WASHINGTON (AP) – Le département de la Sécurité intérieure a déclaré lundi qu’il avait mis fin à une politique de l’ère Trump obligeant les demandeurs d’asile à attendre au Mexique pour des audiences devant le tribunal américain de l’immigration, quelques heures après qu’un juge a levé une ordonnance en vigueur depuis décembre qu’il soit rétabli .

Le moment était incertain depuis que la Cour suprême a décidé le 30 juin que l’administration Biden pouvait mettre fin à la politique de «rester au Mexique». Les responsables de la sécurité intérieure étaient restés largement silencieux, affirmant qu’ils devaient attendre que le tribunal certifie la décision et qu’un juge nommé par Trump, Matthew Kacsmaryk à Amarillo, au Texas, lève ensuite son injonction. La Cour suprême a certifié sa décision la semaine dernière.

Le programme sera déroulé de manière “rapide et ordonnée”, a déclaré la sécurité intérieure dans un communiqué.
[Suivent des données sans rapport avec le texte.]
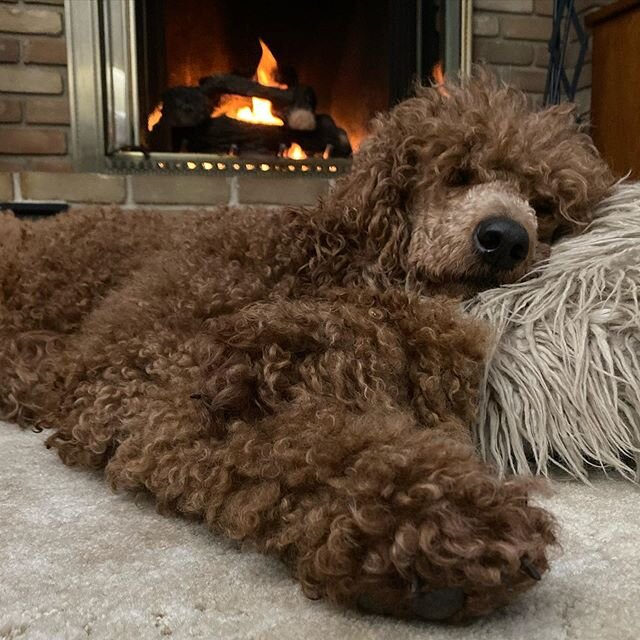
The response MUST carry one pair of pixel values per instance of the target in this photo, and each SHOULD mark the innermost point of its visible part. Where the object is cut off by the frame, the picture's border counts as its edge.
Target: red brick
(9, 50)
(45, 51)
(6, 187)
(18, 20)
(544, 7)
(47, 110)
(10, 111)
(32, 141)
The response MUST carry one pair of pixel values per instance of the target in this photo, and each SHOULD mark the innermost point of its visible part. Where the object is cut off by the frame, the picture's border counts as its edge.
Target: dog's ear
(578, 177)
(374, 196)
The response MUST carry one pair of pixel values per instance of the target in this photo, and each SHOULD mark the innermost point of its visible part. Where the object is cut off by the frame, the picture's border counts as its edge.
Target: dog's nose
(502, 242)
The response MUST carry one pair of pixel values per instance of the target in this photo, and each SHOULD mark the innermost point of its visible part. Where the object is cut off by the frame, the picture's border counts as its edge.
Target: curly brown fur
(282, 375)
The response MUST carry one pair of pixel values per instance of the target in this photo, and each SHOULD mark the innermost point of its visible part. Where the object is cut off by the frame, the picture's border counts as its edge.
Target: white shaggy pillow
(563, 384)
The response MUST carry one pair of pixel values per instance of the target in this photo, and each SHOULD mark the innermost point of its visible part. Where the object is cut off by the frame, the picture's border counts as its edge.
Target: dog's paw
(473, 545)
(441, 538)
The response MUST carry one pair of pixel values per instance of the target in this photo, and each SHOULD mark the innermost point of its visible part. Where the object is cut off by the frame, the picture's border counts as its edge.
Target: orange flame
(154, 117)
(258, 111)
(438, 75)
(295, 152)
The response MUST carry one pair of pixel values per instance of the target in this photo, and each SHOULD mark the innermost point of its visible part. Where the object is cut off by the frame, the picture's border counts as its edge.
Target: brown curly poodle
(303, 380)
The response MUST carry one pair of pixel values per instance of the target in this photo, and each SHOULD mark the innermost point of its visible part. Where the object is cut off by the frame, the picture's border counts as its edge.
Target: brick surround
(34, 99)
(512, 37)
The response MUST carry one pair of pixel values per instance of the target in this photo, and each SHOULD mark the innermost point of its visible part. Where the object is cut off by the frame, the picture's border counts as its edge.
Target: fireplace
(289, 87)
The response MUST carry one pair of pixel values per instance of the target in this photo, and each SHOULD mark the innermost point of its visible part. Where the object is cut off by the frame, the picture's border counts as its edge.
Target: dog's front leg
(368, 510)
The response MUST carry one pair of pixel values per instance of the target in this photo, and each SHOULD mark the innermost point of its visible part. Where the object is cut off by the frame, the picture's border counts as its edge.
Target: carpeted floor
(77, 561)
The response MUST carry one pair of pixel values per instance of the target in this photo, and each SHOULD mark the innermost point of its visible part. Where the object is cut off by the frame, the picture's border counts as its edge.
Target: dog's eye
(459, 178)
(544, 208)
(560, 231)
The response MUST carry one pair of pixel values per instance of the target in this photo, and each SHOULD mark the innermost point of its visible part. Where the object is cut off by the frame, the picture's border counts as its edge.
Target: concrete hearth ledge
(157, 191)
(77, 561)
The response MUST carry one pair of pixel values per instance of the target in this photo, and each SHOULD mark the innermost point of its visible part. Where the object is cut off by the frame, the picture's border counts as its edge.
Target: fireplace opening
(291, 79)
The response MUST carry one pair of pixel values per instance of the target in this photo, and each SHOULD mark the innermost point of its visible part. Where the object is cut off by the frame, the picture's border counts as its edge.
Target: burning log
(262, 116)
(217, 135)
(296, 105)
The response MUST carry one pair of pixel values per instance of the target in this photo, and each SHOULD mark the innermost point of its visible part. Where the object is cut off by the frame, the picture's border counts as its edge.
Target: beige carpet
(77, 561)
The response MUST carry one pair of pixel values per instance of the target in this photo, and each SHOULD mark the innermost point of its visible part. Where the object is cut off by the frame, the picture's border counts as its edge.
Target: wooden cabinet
(615, 91)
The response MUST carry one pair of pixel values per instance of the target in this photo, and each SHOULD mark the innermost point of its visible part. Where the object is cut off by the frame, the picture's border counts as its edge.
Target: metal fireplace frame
(101, 43)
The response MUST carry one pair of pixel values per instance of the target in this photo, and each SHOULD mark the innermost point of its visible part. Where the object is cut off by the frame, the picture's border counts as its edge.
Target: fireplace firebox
(186, 85)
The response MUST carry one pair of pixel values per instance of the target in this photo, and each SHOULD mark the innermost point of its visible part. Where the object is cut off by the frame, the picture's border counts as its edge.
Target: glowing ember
(258, 110)
(438, 76)
(295, 152)
(154, 117)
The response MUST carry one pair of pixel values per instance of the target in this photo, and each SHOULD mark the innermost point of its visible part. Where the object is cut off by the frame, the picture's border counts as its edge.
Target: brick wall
(512, 37)
(34, 102)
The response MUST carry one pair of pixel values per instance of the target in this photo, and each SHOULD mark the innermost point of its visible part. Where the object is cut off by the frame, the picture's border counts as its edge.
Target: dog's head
(467, 190)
Plus personne n’est inscrit et ceux qui comparaissent devant le tribunal ne seront pas renvoyés au Mexique lorsqu’ils comparaîtront aux États-Unis pour leurs prochaines audiences.

La politique “a des défauts endémiques, impose des coûts humains injustifiables et éloigne les ressources et le personnel des autres efforts prioritaires pour sécuriser notre frontière”, a déclaré le département.

De nombreuses questions demeurent, notamment si ceux dont les demandes ont été rejetées ou rejetées auront une seconde chance ou si ceux dont les prochaines dates d’audience sont dans des mois seront autorisés à retourner aux États-Unis plus tôt. La sécurité intérieure a déclaré qu’elle fournirait des informations supplémentaires “dans les prochains jours”.

Environ 70 000 migrants ont été soumis à la politique, connue officiellement sous le nom de «protocoles de protection des migrants», depuis le moment où le président Donald Trump l’a introduite en janvier 2019 jusqu’à ce que le président Joe Biden l’ait suspendue le premier jour de son mandat en janvier 2021, remplissant une promesse de campagne. Beaucoup ont été autorisés à retourner aux États-Unis pour poursuivre leurs affaires au cours des premiers mois de la présidence de Biden.

Près de 5 800 personnes ont été soumises à la politique de décembre à juin, un nombre modeste. Les Nicaraguayens représentent le plus grand nombre, avec d’autres de Cuba, de Colombie et du Venezuela.

Trump a fait de cette politique une pièce maîtresse de l’application des frontières, ce qui, selon les critiques, était inhumain pour avoir exposé les migrants à une violence extrême au Mexique et rendu l’accès aux avocats beaucoup plus difficile.